DataHub Smoke Tests
This directory contains end-to-end smoke tests for DataHub functionality. These tests can be run locally for faster development and debugging compared to the full CI pipeline.
Quick Start
Prerequisites
DataHub must be running locally
# From project root
./gradlew quickstartDebugSet up Python environment (one-time setup)
# From project root - sets up metadata-ingestion venv
./gradlew :metadata-ingestion:installDev
# Set up smoke-test specific environment
cd smoke-test
python3 -m venv venv
source venv/bin/activate
pip install --upgrade pip wheel setuptools
pip install -r requirements.txt
Environment Variables
export DATAHUB_VERSION=v1.0.0rc3-SNAPSHOT # or current version
export TEST_STRATEGY=no_cypress_suite0 # for non-Cypress tests
Running Tests
cd smoke-test
source venv/bin/activate
# Set environment variables
export DATAHUB_VERSION=v1.0.0rc3-SNAPSHOT
export TEST_STRATEGY=no_cypress_suite0
# Run all tests (WARNING: Takes a long time, requires full setup)
pytest -vv
# Run specific test file (RECOMMENDED for development)
pytest test_system_info.py -vv
# Run specific test method
pytest test_system_info.py::test_system_info_main_endpoint -vv
# Run multiple specific tests
pytest test_e2e.py::test_healthchecks test_e2e.py::test_gms_usage_fetch -v
Test Categories
System Info Tests (test_system_info.py
)
✅ FAST - Can run independently
Tests the system info API endpoints:
/openapi/v1/system-info
- Spring components only/openapi/v1/system-info/properties
- Detailed properties/openapi/v1/system-info/spring-components
- Component status
# Run all system info tests (takes ~30 seconds)
pytest test_system_info.py -vv
Core E2E Tests (test_e2e.py
)
⚠️ SLOW - Requires full ingestion pipeline
Tests that require data ingestion and full DataHub functionality.
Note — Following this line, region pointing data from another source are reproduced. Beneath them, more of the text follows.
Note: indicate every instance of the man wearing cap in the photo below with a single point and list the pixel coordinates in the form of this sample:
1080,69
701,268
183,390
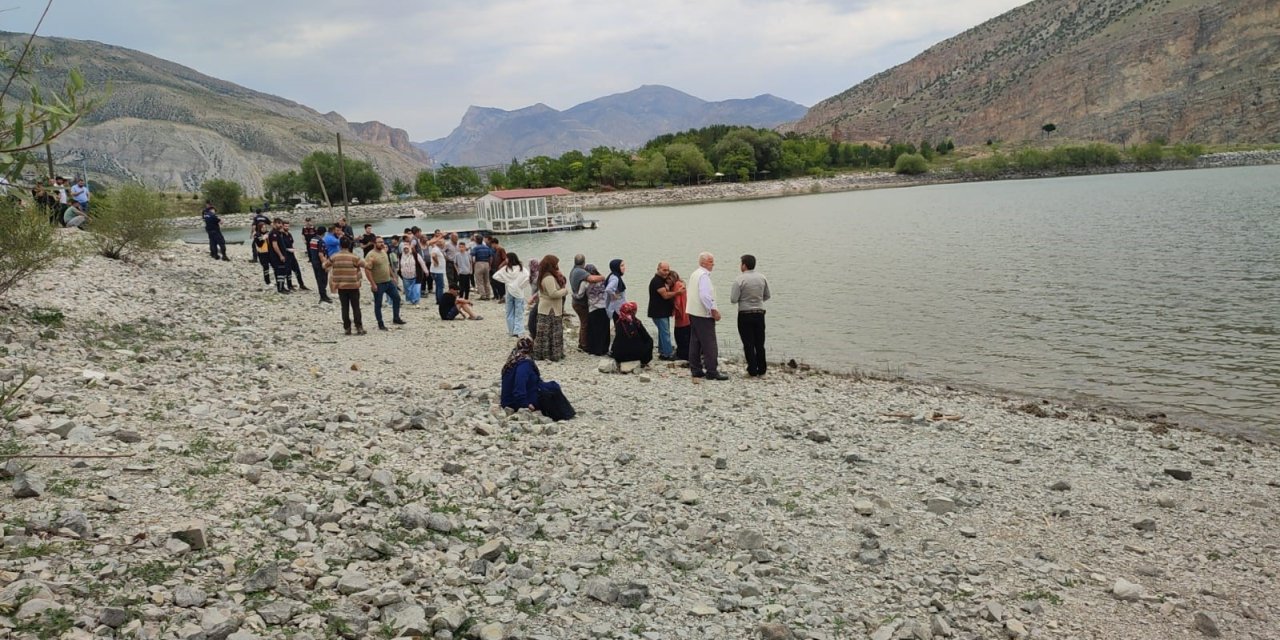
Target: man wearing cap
750,291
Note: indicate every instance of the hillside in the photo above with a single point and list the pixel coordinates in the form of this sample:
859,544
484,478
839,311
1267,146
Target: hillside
1118,71
493,136
172,127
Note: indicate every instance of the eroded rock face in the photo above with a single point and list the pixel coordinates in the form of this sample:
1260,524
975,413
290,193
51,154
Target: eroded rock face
1100,69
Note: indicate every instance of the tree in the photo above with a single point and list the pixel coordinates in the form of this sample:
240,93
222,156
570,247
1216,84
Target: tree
425,186
362,181
224,195
133,220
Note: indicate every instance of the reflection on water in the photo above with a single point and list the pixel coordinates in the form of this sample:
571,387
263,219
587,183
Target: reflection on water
1146,289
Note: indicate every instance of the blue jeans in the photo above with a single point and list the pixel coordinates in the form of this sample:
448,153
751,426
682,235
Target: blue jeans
412,291
439,287
387,288
515,315
664,344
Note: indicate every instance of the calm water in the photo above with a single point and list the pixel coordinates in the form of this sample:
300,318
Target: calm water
1148,291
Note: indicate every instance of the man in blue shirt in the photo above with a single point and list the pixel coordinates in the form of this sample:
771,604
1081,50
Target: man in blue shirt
214,228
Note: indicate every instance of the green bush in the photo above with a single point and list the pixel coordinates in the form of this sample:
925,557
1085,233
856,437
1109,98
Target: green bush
133,220
1150,152
224,195
28,243
910,164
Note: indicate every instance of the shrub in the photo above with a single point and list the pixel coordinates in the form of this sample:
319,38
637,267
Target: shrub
224,195
28,243
910,164
1150,152
131,222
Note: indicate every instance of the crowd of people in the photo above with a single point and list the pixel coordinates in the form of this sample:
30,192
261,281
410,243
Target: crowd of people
534,295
Many tests depend on the initial ingestion fixture which can fail if Kafka/Schema Registry aren't properly configured.
# Run health checks only (fast)
pytest test_e2e.py::test_healthchecks -v
# Run authentication tests (fast)
pytest test_e2e.py::test_frontend_auth -v
# Run full e2e tests (slow, requires full setup)
pytest test_e2e.py -vv
Development Workflow
Testing System Info Changes
After making changes to system info APIs:
Restart DataHub
# Kill existing processes
./gradlew :datahub-frontend:stop :datahub-gms:stop
# Restart
./gradlew quickstartDebugRun System Info Tests
cd smoke-test
source venv/bin/activate
export DATAHUB_VERSION=v1.0.0rc3-SNAPSHOT
export TEST_STRATEGY=no_cypress_suite0
pytest test_system_info.py -vv
Quick API Verification
# Check if DataHub is running
curl -s http://localhost:8080/health | head -5
# Test system info endpoint directly
curl -s http://localhost:8080/openapi/v1/system-info | jq . | head -20
Troubleshooting
Common Issues
❌ "Connection refused" errors
- DataHub is not running
- Wrong port (should be 8080 for GMS)
- Services still starting up (wait a few minutes)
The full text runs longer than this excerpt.